Futurama has a few intentional examples, played for comedy:
The Native Martians are obvious analogues to Native Americans. They sold their home planet for a bead (which, it turns out, is a giant diamond) and are forced into small reservations; Their clothing and speech are based on old Western film cliches.
Zoidberg and his Decapoidian species are based on Ashkenazi American Jews. They speak with a thick Yiddish accent, use many Yiddishisms in their speech, and display a number of Jewish stereotypes, such as complaining and being fussy over money. Zoidberg's name is a play on common Jewish names ending in -berg. His profession is also stereotypically Jewish. Likewise, his uncle is an old Borscht Belt-style performer who removed the -berg, just as many Jewish actors hide their heritage when taking stage names. Zoidberg himself is a play on the classic Yiddish concept of the mooching "schnorrer." Ironically, being shellfish-creatures, they're not kosher. In one episode, Zoidberg gets kicked out of a "bot mitzvah" held by Robot Jews.
The Cygnoids are Space Italian-Americans and display some stereotypical Italian-American behavior. Things get a little ironic when a family of Cygnoids open a pizza shop and show a comical level of ignorance about human cuisine and physiology.
The mer-people in "The Deep South" are based on stereotypes of people in the southeastern U.S. (they live in "The Lost City of Atlanta"), mainly shown in their exaggerated accents and standard redneck-style behavior. Though justified as they're descended from such people (the Coca-cola bottling plant sped up evolution a lot).

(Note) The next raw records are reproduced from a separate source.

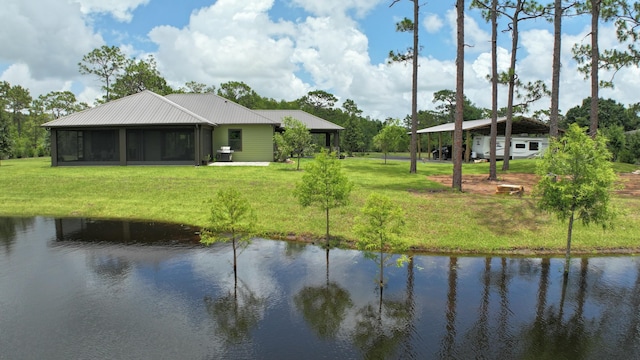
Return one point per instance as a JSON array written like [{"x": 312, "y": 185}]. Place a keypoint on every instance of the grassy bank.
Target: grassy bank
[{"x": 437, "y": 220}]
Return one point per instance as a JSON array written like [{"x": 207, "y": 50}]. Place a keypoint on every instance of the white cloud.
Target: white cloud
[
  {"x": 337, "y": 7},
  {"x": 433, "y": 23},
  {"x": 212, "y": 49},
  {"x": 120, "y": 10},
  {"x": 32, "y": 33},
  {"x": 21, "y": 74}
]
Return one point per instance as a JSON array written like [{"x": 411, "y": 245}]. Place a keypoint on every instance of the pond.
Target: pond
[{"x": 84, "y": 289}]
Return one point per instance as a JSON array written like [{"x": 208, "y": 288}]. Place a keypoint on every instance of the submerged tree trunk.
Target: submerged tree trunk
[
  {"x": 327, "y": 236},
  {"x": 381, "y": 267},
  {"x": 327, "y": 266},
  {"x": 235, "y": 264},
  {"x": 567, "y": 258}
]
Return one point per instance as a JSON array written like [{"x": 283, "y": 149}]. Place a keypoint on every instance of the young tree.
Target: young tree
[
  {"x": 407, "y": 25},
  {"x": 232, "y": 219},
  {"x": 352, "y": 136},
  {"x": 6, "y": 144},
  {"x": 296, "y": 139},
  {"x": 323, "y": 184},
  {"x": 140, "y": 75},
  {"x": 389, "y": 138},
  {"x": 18, "y": 99},
  {"x": 61, "y": 103},
  {"x": 576, "y": 181},
  {"x": 106, "y": 63},
  {"x": 379, "y": 230}
]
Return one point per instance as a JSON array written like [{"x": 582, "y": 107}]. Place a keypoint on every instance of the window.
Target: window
[
  {"x": 88, "y": 145},
  {"x": 235, "y": 139}
]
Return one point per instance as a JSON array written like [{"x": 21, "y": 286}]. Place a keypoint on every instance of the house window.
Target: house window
[{"x": 235, "y": 139}]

Tripping the Rift pretty much runs on Refuge in Audacity and this is pretty much the least offensive thing about the show, but there's at least two species of purple-skinned alien (or possibly sub-species of the same species) that have a lot in common with humans of African ancestry. One is for all intents and purposes basically a typical basketball player (only with chainsaws) and the other looks like 1940s cartoons of black people. Especially "Natives" as opposed to black characters who were born in America.
Fantastic Max had an episode were the characters runs into a group of thieving, flamboyant, swarthy (but in the end, helpful) alien con artists that literally refer to themselves as "Space Gypsies".

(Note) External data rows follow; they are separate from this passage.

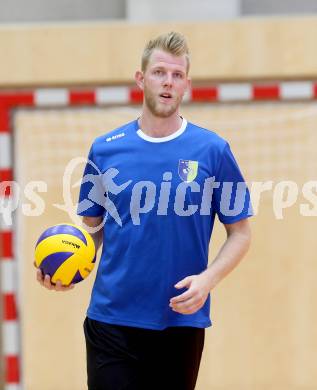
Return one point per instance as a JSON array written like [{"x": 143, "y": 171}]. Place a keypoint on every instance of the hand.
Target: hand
[
  {"x": 194, "y": 298},
  {"x": 45, "y": 281}
]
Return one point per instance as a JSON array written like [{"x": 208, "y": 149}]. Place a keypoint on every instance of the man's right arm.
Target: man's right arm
[{"x": 88, "y": 222}]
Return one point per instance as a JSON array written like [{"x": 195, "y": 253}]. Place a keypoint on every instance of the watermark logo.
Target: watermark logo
[{"x": 120, "y": 199}]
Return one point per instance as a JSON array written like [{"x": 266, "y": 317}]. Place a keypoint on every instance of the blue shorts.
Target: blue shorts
[{"x": 128, "y": 358}]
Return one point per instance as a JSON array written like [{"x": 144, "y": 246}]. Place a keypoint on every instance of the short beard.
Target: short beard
[{"x": 153, "y": 106}]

In some Golden Age cartoons, crows are portrayed as being African American, punning on the term "Jim Crow." Interestingly, ravens aren't portrayed this way despite having all-black plumage rather like crows.
The Goodfeathers and the Godpigeon are portrayed as Italian-Americans.
In two episodes, the Warner Sibs are portrayed as Native Americans.
For the Family GuyStar Wars special Blue Harvest, the creators wanted to make all the jawas into Jewas, hence the only speaking jawa being Neil Goldman, but were prevented from doing so.
Lots of Veggie Tales characters, though they're not offensive. For example, the French Peas, Archibald the British asparagus, the hillbilly grapes (though their Pa has a New York accent), and the Hispanic or Italian Mr. Lunt.